[Python-Dev] dictnotes.txt out of date?

Mark Shannon mark at hotpy.org
Wed Jun 13 16:22:02 CEST 2012


Eli Bendersky wrote:
> Hi pydev,
> 
> I was looking at the memory allocation strategy of dict, out of
> curiosity, and noted that Objects/dictnotes.txt is out of date as far
> as the parameters go. It says about PyDict_STARTSIZE:
> 
> ----
> * PyDict_STARTSIZE. Starting size of dict (unless an instance dict).
>     Currently set to 8. Must be a power of two.
>     New dicts have to zero-out every cell.
>     Increasing improves the sparseness of small dictionaries but costs
>     time to read in the additional cache lines if they are not already
>     in cache. That case is common when keyword arguments are passed.
>     Prior to version 3.3, PyDict_MINSIZE was used as the starting size
>     of a new dict.
> -----
> 
> Although it mentions 3.3, I find no reference to PyDict_STARTSIZE in
> the code anywhere.
> Also it mentions PyDict_MINSIZE, which doesn't exist any more - having
> been replaced by Py_DICT_MINZISE_SPLIT and Py_DICT_COMBINED.

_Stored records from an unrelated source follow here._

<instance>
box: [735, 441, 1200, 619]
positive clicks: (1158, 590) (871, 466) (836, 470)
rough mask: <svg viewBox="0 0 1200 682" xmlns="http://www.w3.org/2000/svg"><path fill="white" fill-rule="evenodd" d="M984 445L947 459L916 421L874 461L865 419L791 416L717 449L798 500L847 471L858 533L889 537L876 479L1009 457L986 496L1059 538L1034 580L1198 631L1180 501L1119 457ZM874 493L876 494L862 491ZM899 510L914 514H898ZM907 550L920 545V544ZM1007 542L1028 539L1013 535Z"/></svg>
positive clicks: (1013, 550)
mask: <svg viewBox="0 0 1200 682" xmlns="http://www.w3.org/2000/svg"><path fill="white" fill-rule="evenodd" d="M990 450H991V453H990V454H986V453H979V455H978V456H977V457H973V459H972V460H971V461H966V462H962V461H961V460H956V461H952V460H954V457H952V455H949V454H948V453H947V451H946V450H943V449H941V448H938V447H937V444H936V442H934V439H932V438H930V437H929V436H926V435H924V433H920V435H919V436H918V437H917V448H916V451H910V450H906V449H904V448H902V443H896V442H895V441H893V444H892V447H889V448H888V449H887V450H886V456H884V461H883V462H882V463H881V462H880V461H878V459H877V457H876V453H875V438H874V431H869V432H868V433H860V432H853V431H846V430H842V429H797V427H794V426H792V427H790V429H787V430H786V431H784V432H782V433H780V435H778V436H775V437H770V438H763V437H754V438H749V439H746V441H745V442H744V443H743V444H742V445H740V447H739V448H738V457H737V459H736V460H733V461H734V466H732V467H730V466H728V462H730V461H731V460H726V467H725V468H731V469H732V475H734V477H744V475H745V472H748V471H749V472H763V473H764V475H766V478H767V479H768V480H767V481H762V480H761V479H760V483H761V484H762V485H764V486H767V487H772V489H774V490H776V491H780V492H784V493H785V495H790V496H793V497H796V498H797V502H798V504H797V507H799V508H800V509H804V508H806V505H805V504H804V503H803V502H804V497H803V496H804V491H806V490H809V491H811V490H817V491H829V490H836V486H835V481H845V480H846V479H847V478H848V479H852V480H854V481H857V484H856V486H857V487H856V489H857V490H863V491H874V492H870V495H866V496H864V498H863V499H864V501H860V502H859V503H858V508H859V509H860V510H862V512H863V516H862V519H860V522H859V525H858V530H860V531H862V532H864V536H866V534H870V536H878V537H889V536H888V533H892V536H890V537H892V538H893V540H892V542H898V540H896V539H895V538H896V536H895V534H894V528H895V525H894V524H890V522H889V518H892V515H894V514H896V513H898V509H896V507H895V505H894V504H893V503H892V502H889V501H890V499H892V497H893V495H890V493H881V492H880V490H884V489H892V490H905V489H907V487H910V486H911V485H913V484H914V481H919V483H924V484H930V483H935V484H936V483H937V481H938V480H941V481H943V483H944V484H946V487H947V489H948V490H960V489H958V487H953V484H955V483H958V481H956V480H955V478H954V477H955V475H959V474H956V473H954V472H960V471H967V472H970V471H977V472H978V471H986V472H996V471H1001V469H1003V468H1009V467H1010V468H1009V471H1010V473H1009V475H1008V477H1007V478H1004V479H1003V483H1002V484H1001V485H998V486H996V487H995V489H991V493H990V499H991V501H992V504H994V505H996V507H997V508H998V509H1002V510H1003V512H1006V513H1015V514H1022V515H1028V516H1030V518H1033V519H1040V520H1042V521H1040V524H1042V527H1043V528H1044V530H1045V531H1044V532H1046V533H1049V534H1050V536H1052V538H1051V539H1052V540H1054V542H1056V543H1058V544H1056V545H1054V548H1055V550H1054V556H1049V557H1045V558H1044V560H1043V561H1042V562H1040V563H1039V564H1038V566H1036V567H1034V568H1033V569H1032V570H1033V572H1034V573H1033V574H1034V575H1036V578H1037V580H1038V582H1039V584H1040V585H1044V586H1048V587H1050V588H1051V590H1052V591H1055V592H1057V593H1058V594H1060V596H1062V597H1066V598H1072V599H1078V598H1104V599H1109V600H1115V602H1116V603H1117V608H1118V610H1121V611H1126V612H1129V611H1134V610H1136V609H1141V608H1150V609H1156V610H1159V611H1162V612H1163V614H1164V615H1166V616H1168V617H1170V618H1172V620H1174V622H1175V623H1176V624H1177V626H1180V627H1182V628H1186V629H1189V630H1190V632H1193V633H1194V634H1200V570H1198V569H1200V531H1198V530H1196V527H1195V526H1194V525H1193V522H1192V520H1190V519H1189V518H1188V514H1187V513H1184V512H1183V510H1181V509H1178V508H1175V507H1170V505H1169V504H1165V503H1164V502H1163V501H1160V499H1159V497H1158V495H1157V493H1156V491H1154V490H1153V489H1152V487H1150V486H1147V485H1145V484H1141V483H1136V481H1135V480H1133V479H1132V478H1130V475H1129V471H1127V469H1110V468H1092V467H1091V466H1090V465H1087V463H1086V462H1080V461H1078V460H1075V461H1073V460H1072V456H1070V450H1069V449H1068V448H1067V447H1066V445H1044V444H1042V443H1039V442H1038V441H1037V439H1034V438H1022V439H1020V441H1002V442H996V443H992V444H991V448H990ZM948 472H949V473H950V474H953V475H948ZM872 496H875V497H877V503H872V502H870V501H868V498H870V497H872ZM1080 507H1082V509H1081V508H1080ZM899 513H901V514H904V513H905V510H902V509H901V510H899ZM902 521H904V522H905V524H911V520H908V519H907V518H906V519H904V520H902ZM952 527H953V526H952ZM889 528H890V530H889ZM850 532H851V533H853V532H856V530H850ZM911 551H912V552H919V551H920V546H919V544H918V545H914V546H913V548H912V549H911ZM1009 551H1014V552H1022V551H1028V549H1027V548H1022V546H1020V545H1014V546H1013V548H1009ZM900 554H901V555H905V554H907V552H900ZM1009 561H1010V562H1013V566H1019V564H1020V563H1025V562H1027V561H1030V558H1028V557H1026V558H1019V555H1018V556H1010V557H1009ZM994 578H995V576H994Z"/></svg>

That's my fault. I didn't update dictnotes.txt when I changed 
PyDict_STARTSIZE to PyDict_MINSIZE_COMBINED.

> 
> I don't know what else is out of date, just looked at those and they
> were. Maybe it would make sense to kill dictnotes.txt, folding some of
> its more important contents in to comments in dictobject.c, since the
> latter has a higher chance of being maintained along with code
> changes?

I think that the parts of dictnotes.txt that just duplicate comments in
dictobject.c should be removed.
However, I think it is worth keeping dictnotes.txt as it has historical
information and results of previous experiments.